The course of treatment is typically based on the age of the child when the diagnosis is made in conjunction with the severity of the diagnosis. If a diagnosis of mild to moderate plagiocephaly occurs before four months of age, repositioning therapy may be helpful. If the diagnosis is determined to be severe, practitioners will likely prescribe a cranial molding orthosis (helmet), which has the best results when prescribed between five and six months of age.

===Repositioning===
Initially, treatment usually takes the form of reducing the pressure on the affected area by repositioning the baby onto the abdomen for extended periods throughout the day.

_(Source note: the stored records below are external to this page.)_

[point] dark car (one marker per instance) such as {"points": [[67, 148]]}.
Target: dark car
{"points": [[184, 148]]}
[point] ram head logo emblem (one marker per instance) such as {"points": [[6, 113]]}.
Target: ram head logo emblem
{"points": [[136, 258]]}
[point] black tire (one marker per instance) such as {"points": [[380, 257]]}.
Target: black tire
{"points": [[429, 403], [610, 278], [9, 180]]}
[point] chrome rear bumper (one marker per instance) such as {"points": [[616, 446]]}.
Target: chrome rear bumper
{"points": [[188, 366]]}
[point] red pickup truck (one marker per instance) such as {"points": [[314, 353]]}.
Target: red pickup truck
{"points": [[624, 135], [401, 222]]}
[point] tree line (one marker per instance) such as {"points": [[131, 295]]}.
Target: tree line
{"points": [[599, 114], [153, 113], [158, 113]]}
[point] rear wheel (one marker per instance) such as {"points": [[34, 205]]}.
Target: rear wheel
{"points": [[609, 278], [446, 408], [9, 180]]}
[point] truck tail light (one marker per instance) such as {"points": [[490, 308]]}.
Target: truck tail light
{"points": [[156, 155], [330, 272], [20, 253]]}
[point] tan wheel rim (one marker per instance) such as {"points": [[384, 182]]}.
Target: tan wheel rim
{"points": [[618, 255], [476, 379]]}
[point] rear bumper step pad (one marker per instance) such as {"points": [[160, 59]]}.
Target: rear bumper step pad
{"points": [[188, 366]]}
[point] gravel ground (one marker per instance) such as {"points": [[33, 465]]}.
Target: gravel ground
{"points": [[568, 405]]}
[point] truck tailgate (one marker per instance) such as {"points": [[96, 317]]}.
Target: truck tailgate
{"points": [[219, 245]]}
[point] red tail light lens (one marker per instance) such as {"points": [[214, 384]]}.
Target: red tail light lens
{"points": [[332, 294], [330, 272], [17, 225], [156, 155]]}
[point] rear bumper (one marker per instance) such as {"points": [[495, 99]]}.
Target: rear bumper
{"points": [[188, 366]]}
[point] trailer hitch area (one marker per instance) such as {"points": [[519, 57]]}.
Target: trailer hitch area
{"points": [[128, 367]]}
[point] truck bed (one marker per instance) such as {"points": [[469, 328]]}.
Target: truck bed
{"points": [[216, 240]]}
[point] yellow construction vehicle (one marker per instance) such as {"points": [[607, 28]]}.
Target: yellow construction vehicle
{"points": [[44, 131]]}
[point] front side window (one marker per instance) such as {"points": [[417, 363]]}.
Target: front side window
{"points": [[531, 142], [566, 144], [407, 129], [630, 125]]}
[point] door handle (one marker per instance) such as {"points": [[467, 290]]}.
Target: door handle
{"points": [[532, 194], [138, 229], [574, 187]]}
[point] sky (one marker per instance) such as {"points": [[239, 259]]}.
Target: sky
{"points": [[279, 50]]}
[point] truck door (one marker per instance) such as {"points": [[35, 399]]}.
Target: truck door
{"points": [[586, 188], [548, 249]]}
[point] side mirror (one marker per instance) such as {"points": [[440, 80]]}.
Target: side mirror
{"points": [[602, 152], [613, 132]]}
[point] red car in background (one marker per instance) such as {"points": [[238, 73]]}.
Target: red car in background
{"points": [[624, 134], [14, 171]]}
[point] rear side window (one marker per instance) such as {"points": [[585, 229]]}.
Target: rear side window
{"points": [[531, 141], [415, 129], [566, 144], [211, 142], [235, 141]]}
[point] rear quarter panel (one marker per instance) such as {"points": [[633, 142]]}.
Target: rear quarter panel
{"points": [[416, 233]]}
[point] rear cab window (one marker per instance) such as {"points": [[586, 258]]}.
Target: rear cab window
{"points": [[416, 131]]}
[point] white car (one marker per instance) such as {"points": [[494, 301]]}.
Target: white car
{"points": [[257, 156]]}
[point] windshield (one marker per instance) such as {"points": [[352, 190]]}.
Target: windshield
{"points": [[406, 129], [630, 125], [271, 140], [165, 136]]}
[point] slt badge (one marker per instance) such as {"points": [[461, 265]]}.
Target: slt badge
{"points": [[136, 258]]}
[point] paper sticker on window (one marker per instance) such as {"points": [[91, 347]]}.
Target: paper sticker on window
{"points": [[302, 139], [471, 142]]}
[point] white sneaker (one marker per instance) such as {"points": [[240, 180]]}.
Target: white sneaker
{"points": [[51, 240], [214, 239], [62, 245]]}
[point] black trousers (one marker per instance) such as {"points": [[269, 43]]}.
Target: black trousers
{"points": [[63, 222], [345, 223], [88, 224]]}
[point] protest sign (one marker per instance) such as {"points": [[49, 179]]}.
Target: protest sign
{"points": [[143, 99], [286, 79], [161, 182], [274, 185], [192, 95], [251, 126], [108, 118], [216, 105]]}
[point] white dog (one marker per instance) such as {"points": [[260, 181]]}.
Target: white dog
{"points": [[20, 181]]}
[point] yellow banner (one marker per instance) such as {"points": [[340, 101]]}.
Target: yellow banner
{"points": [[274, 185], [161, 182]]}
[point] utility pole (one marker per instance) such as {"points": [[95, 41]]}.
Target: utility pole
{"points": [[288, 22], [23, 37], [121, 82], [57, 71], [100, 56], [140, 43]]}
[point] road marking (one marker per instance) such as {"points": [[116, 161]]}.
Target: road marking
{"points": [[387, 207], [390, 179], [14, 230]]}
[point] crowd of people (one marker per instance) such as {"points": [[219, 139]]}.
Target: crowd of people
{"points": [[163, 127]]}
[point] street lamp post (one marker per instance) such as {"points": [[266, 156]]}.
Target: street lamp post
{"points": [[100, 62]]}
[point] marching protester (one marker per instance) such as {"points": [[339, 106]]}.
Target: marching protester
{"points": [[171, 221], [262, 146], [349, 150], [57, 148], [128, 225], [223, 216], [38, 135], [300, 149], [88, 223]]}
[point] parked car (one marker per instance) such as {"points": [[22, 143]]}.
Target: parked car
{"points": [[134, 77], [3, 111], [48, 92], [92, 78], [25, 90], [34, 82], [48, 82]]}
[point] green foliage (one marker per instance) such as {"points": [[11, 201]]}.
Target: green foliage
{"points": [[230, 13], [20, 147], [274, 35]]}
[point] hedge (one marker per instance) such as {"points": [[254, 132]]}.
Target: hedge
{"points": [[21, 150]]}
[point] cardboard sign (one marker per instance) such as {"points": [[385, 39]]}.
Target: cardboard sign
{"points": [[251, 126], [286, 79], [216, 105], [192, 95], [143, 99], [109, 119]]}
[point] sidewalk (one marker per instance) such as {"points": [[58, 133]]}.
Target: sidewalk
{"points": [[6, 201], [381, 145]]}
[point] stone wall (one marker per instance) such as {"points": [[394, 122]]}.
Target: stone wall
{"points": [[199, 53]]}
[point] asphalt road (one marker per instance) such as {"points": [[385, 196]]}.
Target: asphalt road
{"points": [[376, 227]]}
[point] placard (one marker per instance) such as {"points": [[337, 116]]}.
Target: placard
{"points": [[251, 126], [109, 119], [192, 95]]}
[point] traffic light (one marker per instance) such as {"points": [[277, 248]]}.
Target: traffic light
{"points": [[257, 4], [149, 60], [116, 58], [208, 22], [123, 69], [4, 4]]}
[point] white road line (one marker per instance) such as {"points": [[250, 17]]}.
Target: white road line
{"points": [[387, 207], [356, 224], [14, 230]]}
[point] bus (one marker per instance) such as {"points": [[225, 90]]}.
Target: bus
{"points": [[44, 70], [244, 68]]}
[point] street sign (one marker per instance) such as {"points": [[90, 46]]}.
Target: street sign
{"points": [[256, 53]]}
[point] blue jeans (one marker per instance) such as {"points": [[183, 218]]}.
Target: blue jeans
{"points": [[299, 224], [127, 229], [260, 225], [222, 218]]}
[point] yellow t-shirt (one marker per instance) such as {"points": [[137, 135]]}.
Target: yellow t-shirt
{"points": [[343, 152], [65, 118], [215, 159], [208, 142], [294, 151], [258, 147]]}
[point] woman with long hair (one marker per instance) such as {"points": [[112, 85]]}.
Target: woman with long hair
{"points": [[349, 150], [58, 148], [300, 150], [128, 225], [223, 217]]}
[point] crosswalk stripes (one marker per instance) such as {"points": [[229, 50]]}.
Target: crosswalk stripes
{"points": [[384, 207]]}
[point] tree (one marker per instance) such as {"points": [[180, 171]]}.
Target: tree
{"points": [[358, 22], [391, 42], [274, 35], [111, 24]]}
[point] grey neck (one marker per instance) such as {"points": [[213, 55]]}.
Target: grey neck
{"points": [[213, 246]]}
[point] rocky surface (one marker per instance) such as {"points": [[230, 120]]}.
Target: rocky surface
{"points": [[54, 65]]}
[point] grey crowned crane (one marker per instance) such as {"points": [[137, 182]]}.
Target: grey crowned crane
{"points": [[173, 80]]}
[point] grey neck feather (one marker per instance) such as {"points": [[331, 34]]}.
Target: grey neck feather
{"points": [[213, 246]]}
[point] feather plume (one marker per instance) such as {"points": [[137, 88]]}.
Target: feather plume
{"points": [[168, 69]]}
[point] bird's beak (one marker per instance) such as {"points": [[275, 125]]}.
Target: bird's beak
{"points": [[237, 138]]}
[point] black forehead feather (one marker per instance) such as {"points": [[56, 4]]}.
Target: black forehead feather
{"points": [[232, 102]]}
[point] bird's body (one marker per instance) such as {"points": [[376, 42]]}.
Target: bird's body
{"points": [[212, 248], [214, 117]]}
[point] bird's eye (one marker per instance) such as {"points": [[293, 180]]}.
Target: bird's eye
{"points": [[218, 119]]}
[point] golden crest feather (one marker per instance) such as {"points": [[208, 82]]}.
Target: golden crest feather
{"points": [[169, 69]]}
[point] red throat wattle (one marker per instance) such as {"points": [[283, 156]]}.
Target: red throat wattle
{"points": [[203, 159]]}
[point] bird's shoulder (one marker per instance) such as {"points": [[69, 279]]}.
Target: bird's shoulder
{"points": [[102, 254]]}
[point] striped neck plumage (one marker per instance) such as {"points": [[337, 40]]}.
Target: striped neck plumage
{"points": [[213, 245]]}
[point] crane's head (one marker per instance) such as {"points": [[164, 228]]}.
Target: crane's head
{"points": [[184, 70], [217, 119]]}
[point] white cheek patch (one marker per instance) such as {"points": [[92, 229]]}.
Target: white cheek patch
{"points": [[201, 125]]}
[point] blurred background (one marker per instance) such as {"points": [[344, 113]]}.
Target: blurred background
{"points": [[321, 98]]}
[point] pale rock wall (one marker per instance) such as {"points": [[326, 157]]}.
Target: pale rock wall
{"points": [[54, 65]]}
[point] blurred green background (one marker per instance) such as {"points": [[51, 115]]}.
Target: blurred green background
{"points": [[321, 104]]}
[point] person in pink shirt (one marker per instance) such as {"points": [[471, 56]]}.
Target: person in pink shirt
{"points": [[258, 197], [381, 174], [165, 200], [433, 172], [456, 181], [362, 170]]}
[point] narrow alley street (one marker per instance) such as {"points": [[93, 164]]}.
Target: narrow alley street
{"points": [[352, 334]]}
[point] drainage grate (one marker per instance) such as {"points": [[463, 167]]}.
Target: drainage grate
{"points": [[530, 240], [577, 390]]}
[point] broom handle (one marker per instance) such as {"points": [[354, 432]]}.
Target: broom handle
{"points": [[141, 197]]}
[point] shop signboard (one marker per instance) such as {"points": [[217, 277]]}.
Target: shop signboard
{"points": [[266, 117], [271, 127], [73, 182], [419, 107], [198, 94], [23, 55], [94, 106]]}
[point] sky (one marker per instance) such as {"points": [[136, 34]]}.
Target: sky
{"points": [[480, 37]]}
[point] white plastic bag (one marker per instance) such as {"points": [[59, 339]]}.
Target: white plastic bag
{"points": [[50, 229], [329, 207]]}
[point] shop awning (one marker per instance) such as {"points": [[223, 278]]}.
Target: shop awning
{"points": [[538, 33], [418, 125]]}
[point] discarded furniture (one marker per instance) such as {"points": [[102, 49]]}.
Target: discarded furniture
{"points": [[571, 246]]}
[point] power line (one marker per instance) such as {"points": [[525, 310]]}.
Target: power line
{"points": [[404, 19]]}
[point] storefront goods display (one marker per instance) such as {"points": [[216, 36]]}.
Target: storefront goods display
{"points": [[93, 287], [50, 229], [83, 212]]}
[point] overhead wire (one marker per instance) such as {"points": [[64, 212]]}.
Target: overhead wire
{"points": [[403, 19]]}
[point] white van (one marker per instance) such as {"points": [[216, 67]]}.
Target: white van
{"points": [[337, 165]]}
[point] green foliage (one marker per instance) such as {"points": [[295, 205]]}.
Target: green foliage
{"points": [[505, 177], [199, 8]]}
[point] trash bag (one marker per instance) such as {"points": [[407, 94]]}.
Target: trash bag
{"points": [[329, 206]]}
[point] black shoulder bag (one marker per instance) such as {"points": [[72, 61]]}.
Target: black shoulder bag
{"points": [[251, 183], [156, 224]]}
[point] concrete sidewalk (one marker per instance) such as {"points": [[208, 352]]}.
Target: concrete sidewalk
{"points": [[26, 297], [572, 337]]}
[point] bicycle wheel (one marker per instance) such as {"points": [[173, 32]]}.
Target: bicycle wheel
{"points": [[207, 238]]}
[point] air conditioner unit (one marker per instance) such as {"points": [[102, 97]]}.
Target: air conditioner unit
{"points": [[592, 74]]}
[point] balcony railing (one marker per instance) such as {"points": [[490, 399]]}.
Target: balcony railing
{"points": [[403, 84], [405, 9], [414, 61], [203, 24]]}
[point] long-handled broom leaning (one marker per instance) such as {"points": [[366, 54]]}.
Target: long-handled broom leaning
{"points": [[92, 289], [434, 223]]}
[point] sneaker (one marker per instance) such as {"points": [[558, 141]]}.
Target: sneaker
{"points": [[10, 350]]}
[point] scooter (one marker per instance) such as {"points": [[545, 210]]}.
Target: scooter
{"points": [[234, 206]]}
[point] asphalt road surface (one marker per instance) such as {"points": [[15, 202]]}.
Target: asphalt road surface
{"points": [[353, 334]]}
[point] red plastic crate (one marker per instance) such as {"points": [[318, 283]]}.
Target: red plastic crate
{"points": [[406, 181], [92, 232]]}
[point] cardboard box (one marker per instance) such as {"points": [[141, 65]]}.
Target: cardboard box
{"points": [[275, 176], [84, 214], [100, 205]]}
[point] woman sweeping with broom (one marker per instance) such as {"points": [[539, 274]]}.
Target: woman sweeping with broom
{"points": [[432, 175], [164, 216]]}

This may include repositioning the child's head throughout the day so that the rounded side of the head is placed against the mattress, repositioning cribs and other areas that infants spend time in so that they will have to look in a different direction to see their parents or others in the room, repositioning mobiles and other toys for similar reasons, and avoiding extended time sleeping in car seats (when not in a vehicle), bouncy seats, or other supine seating which is thought to exacerbate the problem. If the child appears to have discomfort or cries when they are repositioned, a neck problem should be ruled out.

===Helmets===
High-quality evidence is lacking for cranial remolding orthosis (baby helmet) for the positional condition and use for this purpose is controversial. If conservative treatment is unsuccessful, helmets may help to correct abnormal head shapes. These helmets are used to treat deformational plagiocephaly, brachycephaly, scaphocephaly, and other head shape deformities in infants 3–18 months of age by gently allowing the head shape to grow back into a normal shape. This type of treatment has been used for severe deformations.

==Prognosis==
Preliminary research indicates that some babies with plagiocephaly may comprise a high-risk group for developmental difficulties. Plagiocephaly is associated with motor and language developmental delays. While developmental delay is more commonplace among babies with plagiocephaly, it cannot be inferred that plagiocephaly is the cause of the delay.

==Etymology==
Ancient Greek πλάγιος (plagios) 'oblique, slanting', from PIE plag- 'flat, spread', from *plak-, and Modern Latin cephal- 'head, skull, brain' (from Greek κεφαλή), together means 'flat head'.